Karena ikut ngawal isu tambang emas di Trenggalek inilah, saya jadi belajar kembali tentang sejarah Trenggalek. Saya jadi hafal nama-nama kecamatan yang ada di Trenggalek. Selain itu, saya juga belajar menghafal nama-nama jalan dan juga nama-nama tetangga serta teman-teman saya di sekitar rumah.
Selama setahun lebih, kegiatan belajar tentang sejarah Trenggalek ini saya lakukan dengan beberapa aktivitas saya di nggalek.co dan kabartrenggalek.com. Saat beraktivitas di nggalek.co dan kabartrenggalek.com, ada satu momen yang benar-benar menyadarkan bahwa saya ini benar-benar tercerabut dari akar sejarahnya.

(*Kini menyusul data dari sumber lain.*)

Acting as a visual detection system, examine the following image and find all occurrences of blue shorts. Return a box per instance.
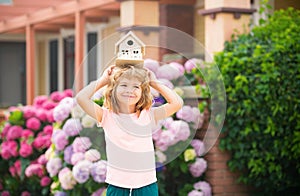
[106,182,159,196]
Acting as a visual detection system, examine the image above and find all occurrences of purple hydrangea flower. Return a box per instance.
[72,160,92,183]
[191,139,205,156]
[189,158,207,177]
[62,118,82,136]
[194,181,212,196]
[72,137,92,153]
[90,160,107,183]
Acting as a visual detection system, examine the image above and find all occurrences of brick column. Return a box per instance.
[198,1,256,194]
[198,0,255,60]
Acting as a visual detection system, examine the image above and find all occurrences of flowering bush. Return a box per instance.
[145,59,211,196]
[0,89,72,195]
[46,96,107,196]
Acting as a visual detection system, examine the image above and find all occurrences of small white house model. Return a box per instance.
[115,31,145,67]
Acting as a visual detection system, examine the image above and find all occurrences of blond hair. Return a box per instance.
[103,65,153,114]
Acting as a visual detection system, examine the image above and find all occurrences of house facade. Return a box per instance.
[0,0,299,194]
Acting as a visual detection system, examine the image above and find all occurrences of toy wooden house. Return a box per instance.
[115,31,145,67]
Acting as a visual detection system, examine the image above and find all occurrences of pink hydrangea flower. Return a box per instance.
[184,58,197,73]
[19,141,33,158]
[1,141,18,159]
[50,91,64,102]
[46,109,54,123]
[1,191,10,196]
[22,129,34,139]
[63,89,73,97]
[35,108,48,122]
[33,95,48,108]
[1,124,11,138]
[33,135,51,149]
[189,158,207,177]
[144,58,160,74]
[25,163,44,177]
[9,160,21,177]
[169,62,185,76]
[21,191,31,196]
[40,176,51,187]
[156,64,182,80]
[42,100,57,110]
[43,125,53,135]
[22,106,36,119]
[6,125,23,140]
[26,117,41,131]
[37,154,48,165]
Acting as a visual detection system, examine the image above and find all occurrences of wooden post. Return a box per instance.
[74,11,85,93]
[26,25,35,105]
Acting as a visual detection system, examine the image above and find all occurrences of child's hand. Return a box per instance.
[101,65,115,83]
[147,70,158,86]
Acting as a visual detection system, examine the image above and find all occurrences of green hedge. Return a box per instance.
[216,8,300,195]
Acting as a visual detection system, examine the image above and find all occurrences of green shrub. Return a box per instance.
[217,7,300,195]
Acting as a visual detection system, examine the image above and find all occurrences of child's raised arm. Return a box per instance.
[149,71,183,123]
[76,65,114,122]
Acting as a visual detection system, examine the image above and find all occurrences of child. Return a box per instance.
[76,64,183,196]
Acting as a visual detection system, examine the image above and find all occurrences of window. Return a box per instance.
[49,40,58,92]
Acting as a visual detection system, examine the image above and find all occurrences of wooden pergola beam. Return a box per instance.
[11,0,71,7]
[0,0,116,33]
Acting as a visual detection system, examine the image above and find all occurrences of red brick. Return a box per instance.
[206,177,236,186]
[224,184,251,193]
[207,161,229,170]
[212,185,225,194]
[205,170,226,178]
[205,152,231,162]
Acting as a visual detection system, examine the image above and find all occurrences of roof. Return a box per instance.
[115,31,146,48]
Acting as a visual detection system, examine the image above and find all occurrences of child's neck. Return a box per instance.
[119,106,136,114]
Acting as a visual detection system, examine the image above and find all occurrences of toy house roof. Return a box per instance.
[115,31,146,53]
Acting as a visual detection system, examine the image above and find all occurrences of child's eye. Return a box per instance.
[120,84,127,87]
[134,86,140,89]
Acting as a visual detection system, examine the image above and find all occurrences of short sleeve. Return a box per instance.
[96,107,108,127]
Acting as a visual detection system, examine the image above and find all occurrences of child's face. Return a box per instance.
[116,77,142,107]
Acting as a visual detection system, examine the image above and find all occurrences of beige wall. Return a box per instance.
[37,41,46,95]
[194,2,205,58]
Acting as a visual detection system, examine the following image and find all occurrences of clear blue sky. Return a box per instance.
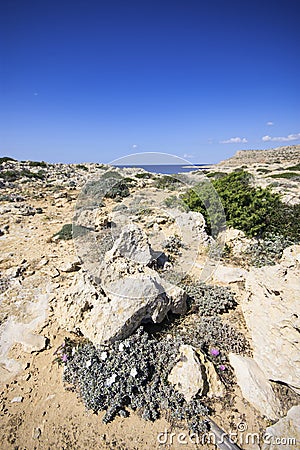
[1,0,299,164]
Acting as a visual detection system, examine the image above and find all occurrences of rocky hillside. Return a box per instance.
[217,144,300,166]
[0,156,299,449]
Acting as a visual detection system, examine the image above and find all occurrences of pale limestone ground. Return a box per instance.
[1,156,298,449]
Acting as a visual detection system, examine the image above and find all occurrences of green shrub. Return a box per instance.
[180,180,226,237]
[154,175,181,190]
[28,160,47,167]
[181,170,297,239]
[105,179,130,199]
[256,168,271,173]
[206,171,227,179]
[20,169,45,179]
[269,172,300,181]
[53,223,73,240]
[0,156,17,164]
[76,164,88,171]
[135,172,153,179]
[284,163,300,171]
[0,170,19,181]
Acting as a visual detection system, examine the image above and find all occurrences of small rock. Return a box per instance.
[168,344,204,402]
[11,396,23,403]
[156,216,168,224]
[59,260,81,273]
[32,427,41,439]
[212,264,248,283]
[37,258,49,268]
[130,367,138,377]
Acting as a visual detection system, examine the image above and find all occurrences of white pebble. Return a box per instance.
[11,396,23,403]
[85,360,92,368]
[130,367,138,377]
[118,343,124,351]
[105,374,117,386]
[100,351,108,361]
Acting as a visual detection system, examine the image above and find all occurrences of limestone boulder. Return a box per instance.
[262,406,300,450]
[212,264,248,284]
[58,271,186,345]
[229,353,281,420]
[168,345,225,402]
[168,345,204,402]
[105,224,153,265]
[242,245,300,393]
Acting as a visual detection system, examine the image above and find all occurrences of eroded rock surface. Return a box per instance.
[262,406,300,450]
[229,353,281,420]
[242,245,300,394]
[58,225,187,345]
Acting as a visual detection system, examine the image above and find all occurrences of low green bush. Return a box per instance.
[284,163,300,171]
[53,223,73,240]
[135,172,153,179]
[181,170,299,240]
[206,171,227,179]
[269,172,300,180]
[0,156,17,164]
[0,170,19,181]
[154,175,181,190]
[76,164,88,171]
[28,160,47,167]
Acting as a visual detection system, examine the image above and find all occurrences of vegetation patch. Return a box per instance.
[269,172,300,181]
[243,232,295,267]
[154,175,182,190]
[28,160,48,167]
[0,168,46,182]
[181,170,299,240]
[76,164,88,171]
[62,329,209,430]
[284,163,300,171]
[206,171,227,179]
[0,156,17,164]
[164,195,189,211]
[53,223,73,240]
[135,172,153,179]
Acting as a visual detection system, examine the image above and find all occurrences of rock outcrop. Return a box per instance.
[58,225,187,345]
[241,245,300,394]
[229,353,281,420]
[217,145,300,166]
[262,406,300,450]
[168,345,224,402]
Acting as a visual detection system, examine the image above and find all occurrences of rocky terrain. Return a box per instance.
[218,145,300,166]
[0,148,299,449]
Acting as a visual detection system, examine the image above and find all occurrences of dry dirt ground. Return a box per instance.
[0,179,278,450]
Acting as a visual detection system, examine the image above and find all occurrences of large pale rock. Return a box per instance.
[212,264,248,284]
[58,270,186,345]
[262,406,300,450]
[168,345,204,401]
[229,353,281,420]
[242,245,300,393]
[105,224,153,265]
[168,345,225,402]
[58,223,187,345]
[197,350,225,398]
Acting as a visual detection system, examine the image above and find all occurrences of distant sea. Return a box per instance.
[113,164,212,174]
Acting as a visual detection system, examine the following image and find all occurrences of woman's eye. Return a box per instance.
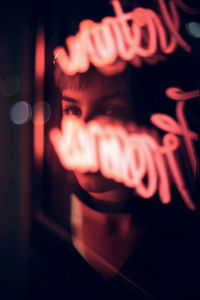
[63,106,82,117]
[104,105,114,116]
[104,104,127,118]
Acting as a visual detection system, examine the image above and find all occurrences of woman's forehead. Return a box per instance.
[61,79,127,98]
[55,65,131,93]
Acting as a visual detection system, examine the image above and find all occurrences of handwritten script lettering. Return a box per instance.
[54,0,197,75]
[50,88,199,210]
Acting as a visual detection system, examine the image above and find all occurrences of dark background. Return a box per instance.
[0,0,199,299]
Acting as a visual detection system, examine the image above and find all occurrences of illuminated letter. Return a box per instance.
[158,0,190,51]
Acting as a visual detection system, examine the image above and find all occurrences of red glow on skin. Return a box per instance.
[50,87,199,210]
[34,26,45,165]
[53,0,197,76]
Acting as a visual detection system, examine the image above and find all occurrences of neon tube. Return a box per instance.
[54,0,197,76]
[50,87,199,210]
[34,26,45,166]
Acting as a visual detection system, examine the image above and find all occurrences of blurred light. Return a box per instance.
[32,102,51,125]
[186,22,200,38]
[10,101,31,125]
[54,0,191,76]
[2,75,20,96]
[34,25,46,167]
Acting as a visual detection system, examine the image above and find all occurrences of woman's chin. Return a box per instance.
[74,171,120,193]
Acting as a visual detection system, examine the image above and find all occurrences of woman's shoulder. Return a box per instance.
[27,207,200,300]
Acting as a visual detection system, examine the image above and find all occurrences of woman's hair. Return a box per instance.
[54,62,131,93]
[53,62,155,125]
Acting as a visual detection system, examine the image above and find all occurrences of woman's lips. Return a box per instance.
[82,171,102,177]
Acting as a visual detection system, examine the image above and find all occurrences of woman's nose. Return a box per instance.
[82,109,98,123]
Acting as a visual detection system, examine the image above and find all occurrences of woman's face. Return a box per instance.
[60,74,132,197]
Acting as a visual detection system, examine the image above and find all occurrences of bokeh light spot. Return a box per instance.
[2,76,20,96]
[32,102,51,125]
[186,22,200,38]
[10,101,31,125]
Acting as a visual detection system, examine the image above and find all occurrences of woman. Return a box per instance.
[28,0,200,297]
[27,56,200,300]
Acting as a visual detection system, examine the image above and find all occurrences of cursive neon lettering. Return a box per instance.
[54,0,197,75]
[152,87,199,176]
[162,133,195,209]
[50,87,199,210]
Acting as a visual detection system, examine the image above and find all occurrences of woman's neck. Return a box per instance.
[70,193,144,280]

Momen itu datang ketika Adib Tamami, pegiat sejarah dan budaya Laskar Mpu Sindok, memberi kabar bahwa Adat Sinongkelan dari Desa Prambon, Kecamatan Tugu, ditetapkan oleh Kemendikbud sebagai Warisan Budaya Tak Benda Indonesia 2021.
Sebagai warga Desa Prambon, saya tidak tahu banyak tentang Adat Sinongkelan. Setelah dikabari Adib, saya langsung bergegas untuk wawancara Sekretaris/Carik Desa Prambon, Pak Tohari. Hasil wawancara itu saya terbitkan di kabartrenggalek.com dengan judul “Mengenal Adat Sinongkelan, Warisan Budaya Tak Benda Indonesia 2021 dari Desa Prambon Trenggalek”.

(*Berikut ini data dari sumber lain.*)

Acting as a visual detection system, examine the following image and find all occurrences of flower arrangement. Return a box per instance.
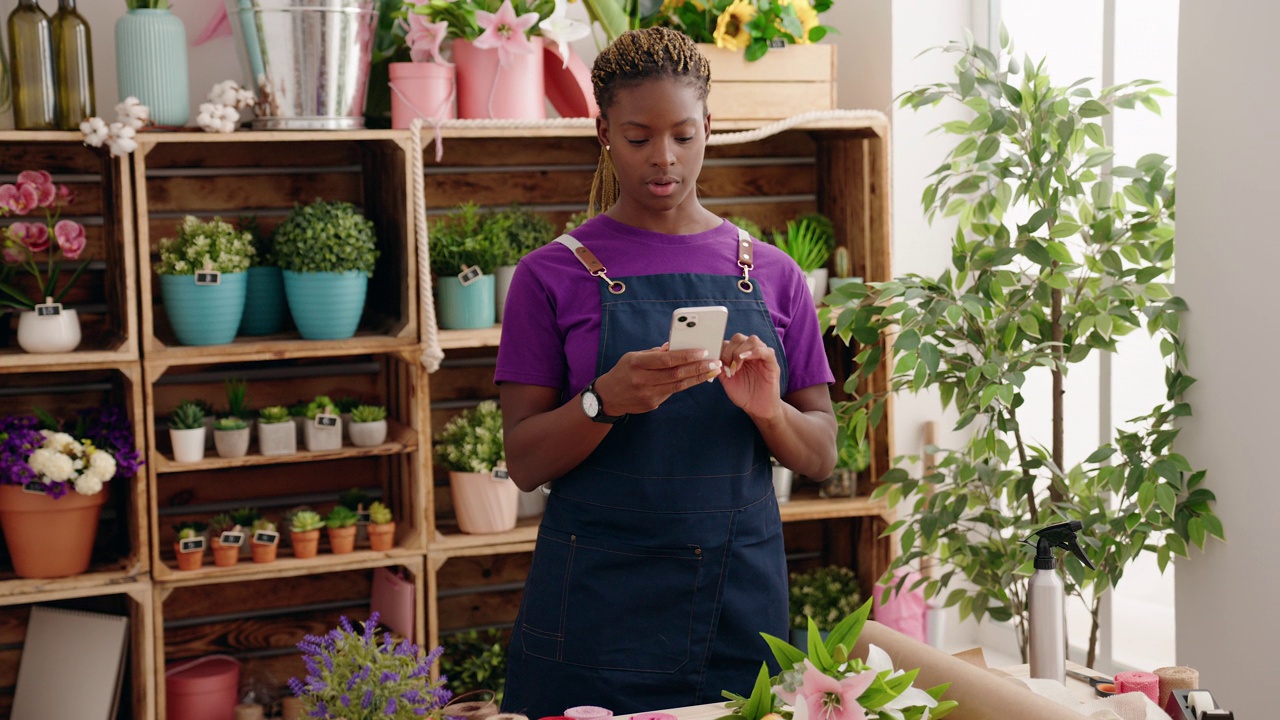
[0,170,89,311]
[1,409,138,500]
[289,612,453,720]
[723,600,955,720]
[789,565,862,631]
[652,0,835,61]
[434,400,504,474]
[409,0,569,65]
[80,97,151,156]
[154,216,256,276]
[6,426,117,498]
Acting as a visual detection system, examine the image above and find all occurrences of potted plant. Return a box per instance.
[770,457,793,504]
[290,612,451,719]
[236,215,288,336]
[173,521,208,572]
[488,205,555,321]
[212,417,250,458]
[388,2,456,128]
[208,512,245,567]
[0,169,90,353]
[225,378,251,424]
[367,500,396,551]
[153,215,256,346]
[288,509,324,559]
[257,405,296,456]
[771,215,832,303]
[273,200,380,341]
[430,202,505,330]
[349,404,389,447]
[435,400,518,534]
[821,416,870,499]
[303,395,342,452]
[325,505,359,554]
[440,628,508,705]
[250,517,280,563]
[787,564,863,647]
[825,246,861,300]
[168,400,206,463]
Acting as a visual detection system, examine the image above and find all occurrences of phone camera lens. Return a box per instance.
[677,316,687,323]
[686,321,695,328]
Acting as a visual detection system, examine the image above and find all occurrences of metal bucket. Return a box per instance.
[227,0,377,130]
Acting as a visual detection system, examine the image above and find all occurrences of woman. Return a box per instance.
[496,27,837,717]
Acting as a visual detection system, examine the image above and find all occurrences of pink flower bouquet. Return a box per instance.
[0,170,91,311]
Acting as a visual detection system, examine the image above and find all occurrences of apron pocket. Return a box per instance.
[522,527,703,673]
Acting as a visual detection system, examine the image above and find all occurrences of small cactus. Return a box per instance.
[834,246,851,279]
[169,401,206,430]
[351,405,387,423]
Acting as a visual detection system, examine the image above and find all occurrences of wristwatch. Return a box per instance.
[581,381,626,424]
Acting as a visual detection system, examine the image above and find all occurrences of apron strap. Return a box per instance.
[554,234,626,295]
[736,227,755,293]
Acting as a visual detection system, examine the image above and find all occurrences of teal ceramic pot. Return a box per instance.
[281,270,368,340]
[239,266,288,336]
[436,274,495,330]
[115,8,189,126]
[160,272,248,346]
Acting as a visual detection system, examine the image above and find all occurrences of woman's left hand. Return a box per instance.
[719,333,783,420]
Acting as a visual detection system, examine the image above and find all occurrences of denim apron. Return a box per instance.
[501,229,790,718]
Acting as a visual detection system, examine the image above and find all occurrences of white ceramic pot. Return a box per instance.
[807,268,829,305]
[772,464,793,503]
[495,264,518,322]
[305,419,343,452]
[214,427,251,458]
[170,427,207,463]
[348,419,388,447]
[258,421,297,456]
[16,308,81,353]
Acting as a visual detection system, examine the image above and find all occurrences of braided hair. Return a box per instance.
[588,27,712,216]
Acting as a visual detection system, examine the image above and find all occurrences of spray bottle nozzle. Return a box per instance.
[1025,520,1094,571]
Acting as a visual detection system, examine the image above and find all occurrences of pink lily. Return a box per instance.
[473,0,539,66]
[0,183,39,216]
[791,660,876,720]
[17,170,57,208]
[10,222,50,254]
[2,246,30,265]
[406,16,451,65]
[54,220,87,260]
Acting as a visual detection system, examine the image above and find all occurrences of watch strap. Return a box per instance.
[583,381,626,424]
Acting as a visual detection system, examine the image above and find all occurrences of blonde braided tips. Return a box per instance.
[587,27,712,217]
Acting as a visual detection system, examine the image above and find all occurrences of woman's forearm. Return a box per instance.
[502,386,612,491]
[752,386,838,479]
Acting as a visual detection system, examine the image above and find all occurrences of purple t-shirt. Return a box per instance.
[494,214,834,396]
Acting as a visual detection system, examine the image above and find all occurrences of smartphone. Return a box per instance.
[668,305,729,359]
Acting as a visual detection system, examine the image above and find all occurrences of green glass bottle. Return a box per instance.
[52,0,93,129]
[7,0,56,130]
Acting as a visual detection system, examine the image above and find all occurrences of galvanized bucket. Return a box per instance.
[227,0,377,130]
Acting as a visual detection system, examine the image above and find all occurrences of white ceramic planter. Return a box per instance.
[257,421,296,456]
[214,427,251,458]
[807,268,829,305]
[17,308,81,353]
[348,420,387,447]
[170,427,207,463]
[305,420,343,452]
[772,464,793,503]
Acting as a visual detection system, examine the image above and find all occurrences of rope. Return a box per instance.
[412,117,445,374]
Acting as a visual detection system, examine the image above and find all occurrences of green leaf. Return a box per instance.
[1025,207,1054,233]
[1001,83,1023,107]
[1019,314,1040,338]
[1085,445,1115,464]
[976,136,1000,162]
[896,328,921,352]
[807,616,835,671]
[761,633,806,672]
[1156,483,1177,517]
[1045,240,1074,262]
[1049,222,1082,239]
[823,599,873,657]
[919,342,941,374]
[1079,99,1110,118]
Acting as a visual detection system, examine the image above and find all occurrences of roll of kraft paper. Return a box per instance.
[1114,670,1160,703]
[1155,666,1200,707]
[851,621,1096,720]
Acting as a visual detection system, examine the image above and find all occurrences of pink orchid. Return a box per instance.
[0,182,40,216]
[792,660,876,720]
[473,0,539,66]
[17,170,57,208]
[2,246,30,265]
[55,184,77,208]
[406,16,451,64]
[10,222,50,254]
[54,220,87,260]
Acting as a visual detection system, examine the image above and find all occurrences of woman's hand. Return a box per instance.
[593,345,723,415]
[719,333,783,420]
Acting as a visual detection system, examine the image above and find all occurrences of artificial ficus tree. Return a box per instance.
[825,30,1224,666]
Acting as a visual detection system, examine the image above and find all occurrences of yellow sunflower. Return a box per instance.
[713,0,757,51]
[779,0,819,44]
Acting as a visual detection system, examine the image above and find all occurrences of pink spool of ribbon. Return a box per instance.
[563,706,612,720]
[1114,670,1160,703]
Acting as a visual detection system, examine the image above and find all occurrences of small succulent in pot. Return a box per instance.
[251,517,280,563]
[208,512,244,567]
[367,500,396,552]
[257,405,296,456]
[303,395,342,452]
[212,415,251,459]
[173,520,208,571]
[168,400,207,464]
[288,509,325,559]
[348,404,389,447]
[325,505,360,555]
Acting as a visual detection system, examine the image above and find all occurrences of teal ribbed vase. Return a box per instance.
[436,275,495,330]
[239,266,288,336]
[282,270,368,340]
[115,8,188,126]
[160,272,248,346]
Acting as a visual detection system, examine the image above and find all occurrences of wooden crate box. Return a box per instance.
[0,132,138,370]
[700,44,837,122]
[132,131,419,365]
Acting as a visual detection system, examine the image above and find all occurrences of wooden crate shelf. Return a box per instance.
[437,326,502,350]
[155,547,423,587]
[152,418,418,473]
[0,133,139,368]
[132,130,420,364]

Setelah menulis tentang Adat Sinongkelan, saya jadi lebih merasa bangga karena lahir di Trenggalek, khususnya Desa Prambon. Sebab, Adat Sinongkelan menginspirasi saya untuk meneladani semangat leluhur desa dalam menjaga kelestarian lingkungan, menghadapi berbagai bencana, serta bertahan hidup dengan pertanian.
Saya senang ketika keinginan untuk terus belajar tentang sejarah dan budaya Trenggalek mendapatkan dukungan dari Misbahus Surur, penulis asal Trenggalek serta editor nggalek.co. Pak Misbah, memberi bukunya yang terbaru “Kronik Pedalaman” kepada saya (padahal saya niatnya itu beli bukunya untuk apresiasi, tapi Pak Misbah tetap ngotot untuk memberikannya secara gratis).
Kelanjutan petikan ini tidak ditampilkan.